I'm happy to write and support asm stuff in botan (or general supporting good crypto). But actually @randombit makes good point here - optimizing C will be more beneficial. I kind of took it for granted that C code is already optimized and doesn't need perf improvements (which obviously isn't a case). So I can start with that. Nevertheless, would be interesting to see comparison - pure C vs pure ASM. If difference is small then there is no sense to maintain SM3 asm.

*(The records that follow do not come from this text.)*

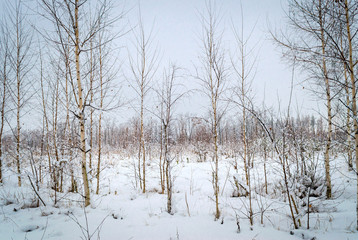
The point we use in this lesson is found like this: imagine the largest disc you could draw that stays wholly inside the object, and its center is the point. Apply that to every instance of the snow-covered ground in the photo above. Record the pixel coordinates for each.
(121, 211)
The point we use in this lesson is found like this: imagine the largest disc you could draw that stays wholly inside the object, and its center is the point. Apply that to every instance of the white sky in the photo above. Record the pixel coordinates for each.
(177, 27)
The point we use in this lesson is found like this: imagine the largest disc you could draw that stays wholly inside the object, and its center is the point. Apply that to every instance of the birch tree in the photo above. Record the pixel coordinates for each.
(212, 77)
(143, 64)
(70, 22)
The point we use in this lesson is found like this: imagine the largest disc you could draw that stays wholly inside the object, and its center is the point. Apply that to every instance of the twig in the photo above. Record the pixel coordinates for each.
(33, 187)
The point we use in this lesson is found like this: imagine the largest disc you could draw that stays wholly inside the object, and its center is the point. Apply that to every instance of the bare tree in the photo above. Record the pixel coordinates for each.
(309, 49)
(169, 96)
(244, 64)
(70, 22)
(20, 59)
(4, 75)
(212, 78)
(143, 67)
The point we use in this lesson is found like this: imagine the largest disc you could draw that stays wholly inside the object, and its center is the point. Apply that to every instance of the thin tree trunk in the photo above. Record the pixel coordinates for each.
(81, 110)
(100, 117)
(329, 108)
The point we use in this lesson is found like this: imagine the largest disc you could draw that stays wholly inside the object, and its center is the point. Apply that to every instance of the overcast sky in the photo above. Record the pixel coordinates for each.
(177, 28)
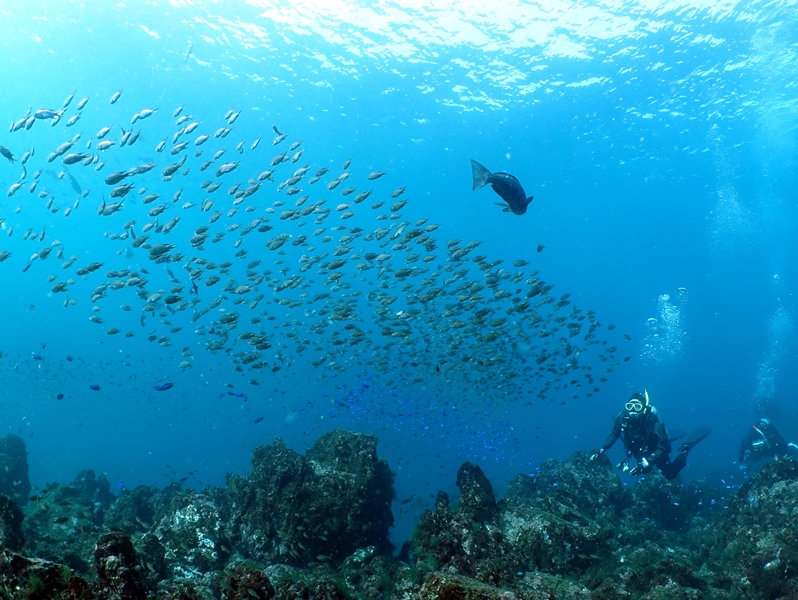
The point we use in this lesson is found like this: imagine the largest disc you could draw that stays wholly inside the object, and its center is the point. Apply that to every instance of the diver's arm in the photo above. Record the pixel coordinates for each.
(614, 434)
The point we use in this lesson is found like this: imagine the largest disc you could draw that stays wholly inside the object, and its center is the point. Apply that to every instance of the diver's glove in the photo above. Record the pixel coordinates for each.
(596, 455)
(642, 467)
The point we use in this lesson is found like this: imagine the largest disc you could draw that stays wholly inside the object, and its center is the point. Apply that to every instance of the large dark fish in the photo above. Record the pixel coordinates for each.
(504, 184)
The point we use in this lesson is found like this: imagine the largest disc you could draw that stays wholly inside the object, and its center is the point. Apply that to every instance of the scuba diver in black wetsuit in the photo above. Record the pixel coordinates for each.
(645, 438)
(764, 441)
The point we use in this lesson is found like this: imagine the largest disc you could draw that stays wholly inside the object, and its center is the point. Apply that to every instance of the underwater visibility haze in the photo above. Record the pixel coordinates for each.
(230, 222)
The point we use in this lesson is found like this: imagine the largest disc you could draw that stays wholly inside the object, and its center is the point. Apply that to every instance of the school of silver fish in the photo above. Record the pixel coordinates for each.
(314, 274)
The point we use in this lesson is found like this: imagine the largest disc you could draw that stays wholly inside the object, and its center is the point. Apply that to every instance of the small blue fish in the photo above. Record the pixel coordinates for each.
(46, 113)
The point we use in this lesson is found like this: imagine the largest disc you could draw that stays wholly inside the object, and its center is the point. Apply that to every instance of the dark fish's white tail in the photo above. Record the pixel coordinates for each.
(480, 175)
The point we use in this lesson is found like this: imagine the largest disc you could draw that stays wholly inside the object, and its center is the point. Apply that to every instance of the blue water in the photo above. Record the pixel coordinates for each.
(659, 143)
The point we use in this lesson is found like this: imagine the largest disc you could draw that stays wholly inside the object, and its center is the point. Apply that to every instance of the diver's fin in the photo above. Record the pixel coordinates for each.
(676, 434)
(480, 175)
(695, 437)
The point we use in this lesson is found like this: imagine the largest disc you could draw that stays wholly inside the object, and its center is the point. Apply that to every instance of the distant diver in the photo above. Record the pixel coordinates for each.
(507, 186)
(645, 438)
(764, 441)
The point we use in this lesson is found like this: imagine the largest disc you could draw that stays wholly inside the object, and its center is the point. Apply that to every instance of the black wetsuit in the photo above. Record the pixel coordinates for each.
(646, 437)
(762, 441)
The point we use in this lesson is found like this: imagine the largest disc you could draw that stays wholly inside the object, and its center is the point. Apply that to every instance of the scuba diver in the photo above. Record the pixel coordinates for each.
(764, 441)
(645, 438)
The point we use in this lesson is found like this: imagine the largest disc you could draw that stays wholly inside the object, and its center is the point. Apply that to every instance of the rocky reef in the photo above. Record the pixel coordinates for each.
(316, 527)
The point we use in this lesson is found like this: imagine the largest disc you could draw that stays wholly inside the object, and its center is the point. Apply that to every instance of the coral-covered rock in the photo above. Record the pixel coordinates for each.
(317, 508)
(61, 525)
(11, 517)
(245, 583)
(756, 542)
(447, 538)
(14, 481)
(120, 576)
(98, 489)
(191, 534)
(37, 579)
(477, 502)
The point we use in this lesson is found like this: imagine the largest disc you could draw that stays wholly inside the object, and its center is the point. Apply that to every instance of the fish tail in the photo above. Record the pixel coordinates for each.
(480, 175)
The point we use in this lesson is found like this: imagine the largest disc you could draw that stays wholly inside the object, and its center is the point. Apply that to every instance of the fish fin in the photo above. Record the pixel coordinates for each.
(479, 174)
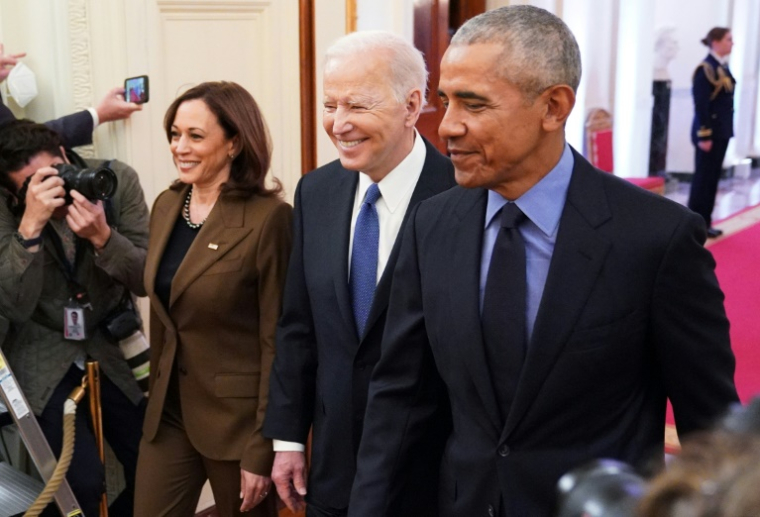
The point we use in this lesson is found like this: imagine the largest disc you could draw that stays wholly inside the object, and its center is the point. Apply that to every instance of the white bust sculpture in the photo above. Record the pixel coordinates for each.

@ni4 are you already looking at what causes performance degradation "ENCRYPT-SMALL-BINARY"? Do you plan to do it ? (if not I'll take a look).

[randombit]

Yeah I guess to be clear if pure asm can produce a large bump in perf that we can't manage to get any other way (refactoring C++, using tiny bits of asm, intrinsics, etc) then I'm fine with asm. I just normally find gain isn't worth it. Botan used to have a bunch of handwritten asm that was faster than what GCC 2.95 could generate, but then GCC caught up and surpassed perf for all of them.

[kriskwiatkowski]

I see. Indeed, after doing some tests earlier during the day I'm quite impressed by gcc7.1 for intel (less with Clang).

[ni4]

@flowher Yeah, I'm still looking at performance things however will be semi-available for the next few days. Regarding asm - I would follow C-side, actually encryption itself is not the 99%, and we cannot write all the stuff in asm, counting every bytecode.